Apps that are running all the time are exactly the ones that will *benefit* most from this patch.  We might see some GC pauses, but we'll see smaller pauses more frequently, instead of the occasional big one.  (And note that these small pauses happen when the browser is mostly idle, ie. when the user is unlikely to notice.)
And we'll avoid paging, which is what really kills performance.

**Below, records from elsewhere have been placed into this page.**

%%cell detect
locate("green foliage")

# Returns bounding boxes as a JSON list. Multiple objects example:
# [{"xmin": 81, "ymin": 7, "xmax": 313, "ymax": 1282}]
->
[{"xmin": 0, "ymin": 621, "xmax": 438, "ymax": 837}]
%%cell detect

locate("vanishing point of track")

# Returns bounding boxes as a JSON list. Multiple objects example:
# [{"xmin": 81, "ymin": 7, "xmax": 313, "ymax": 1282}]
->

I think the analysis here is pretty much complete.  We have a large number of clear wins, and no clear losses.  Each suggested risks has had some kind of counter-argument saying why it's unlikely to be a problem.  I agree with KaiRo;  the only way to get this into FF6 is to put it in Aurora now, and watch the betas closely.  We can back it out of beta if we see ill effects.  A release driver needs to say "yes" or "no".

    
    

    
  
For whatever it's worth (as a LONG-time ago driver, and as a ridiculous-number-of-tabs user), I'm strongly in favor of taking this for FF6.  The number one complaint I get from friends about FF4 (and I don't see it changing in FF5) is "my browser ate all my memory just sitting around!"  And this is *horrid* behavior for a mobile (fennec) or near-mobile (netbooks) client.

Risk of crashes seems extremely low; risk to performance seems very low, and in some cases will improve performance by avoiding a big GC when you use it after sitting idle a while, and avoid possible paging at that time - look at the netbook bug.

    
    

    
  
I guess I should make one very important advantage of this patch more explicit.

Currently most of our GCs happen during allocation-heavy situations. If you enter GMail you are very likely to hit a GC trigger because GMail does a lot of allocation.
This happens at the worst time: right during the page-load.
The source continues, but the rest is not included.